I took a class in Tai Chi while visiting a friend in New Jersey, and it was all about balance and the ability to shift your weight from one foot to the other while still in motion, and without effort.  For almost three weeks I traveled around the East Coast and each day brought a change in scenery and tempo.  Five states, four museums, historic sites and centers, cities and countryside.  I stayed in seven different places during my trip and enjoyed each one.  Some days were filled with activity and celebrations of one kind or another, other days were quiet and peaceful.  Some days were devoted to cooking with old friends and family members, others were spent eating wonderful meals in restaurants, pubs, and inns.  I even managed to stop for lunch at one of my all time favorite “food” places, Reading Terminal.  With too  many memorable meals to mention, here are just a few.  A post-graduation lunch at Bar Boulud  where I ate a dish of homemade pasta with cippolini onions, spring peas, and cheddar.  Mother’s Day  (the day my brother-in-law’s newest grandson was born) was celebrated at Minetta Tavern.  I had Brandade,  a dish of salt cod cooked with potatoes and milk, mashed into a creamy purée.  There was crisp duck with a balsamic glaze at a kosher restaurant in Teaneck, smoked fish from Acme in Brooklyn, halibut with mango and avocado salsa in West Orange followed by a delicious cheesecake,  filet of flounder sautéed in panko crumbs in Philly followed by ripe cheeses and many glasses of wine, blintzes in Greenwich, and fish cakes with rémoulade sauce in Marshfield.
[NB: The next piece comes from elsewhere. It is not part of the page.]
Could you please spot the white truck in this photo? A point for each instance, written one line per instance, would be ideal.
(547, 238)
My cousins in Marshfield have a beautiful garden filled with flowers and vegetables.  One morning Janine picked some rhubarb, enough to make a pie or two, with no cookbook in hand and no recipe card on the counter.  It reminded me of the way my mother baked but this time I made sure to take notes.  It had been twenty-seven years or so since I last visited Marshfield and I left hoping that my next visit would come sooner.  Ready to get back to the fast pace of NYC, I first made sure that I took some home-grown rhubarb with me.  On our last Shabbat in NYC we enjoyed a vegetarian feast prepared for us by Heidi and Rob, friends of our children.  The meal ended with a strawberry rhubarb crisp that I made with Janine’s recipe and her rhubarb.

Then there was the wedding.  It was magical, set in the Hudson River Valley, not far from where I spent summers during my childhood.  Everything felt familiar, the air, the trees, the food, and the music.  We returned to Brooklyn in the early evening on Memorial Day and we celebrated with a BBQ in the park.  Norm and I were going home early the next morning and as I prepared to shift once again, I found that it was not without effort.

Strawberry Rhubarb Crisp
4 large stalks rhubarb, thinly sliced

1 quart strawberries, cut in half or quartered, depending on size

1 1/2 cups sugar

1 Tb tapioca

1/2 cup sour cream

1 egg, beaten

1 tsp vanilla

Mix all ingredients and put in the bottom of either two greased 8″ round pie plates,  or one large greased 8 x 10 pan.

Topping

3/4 cup brown sugar

1 cup flour

1 tsp cinnamon

1/2 cup butter, room temperature

Mix ingredients together with your finger tips until you get small crumbs.  Sprinkle over fruit and bake at 375 till golden and bubbly, about 30 minutes.  Can serve 2 or 6, just depends.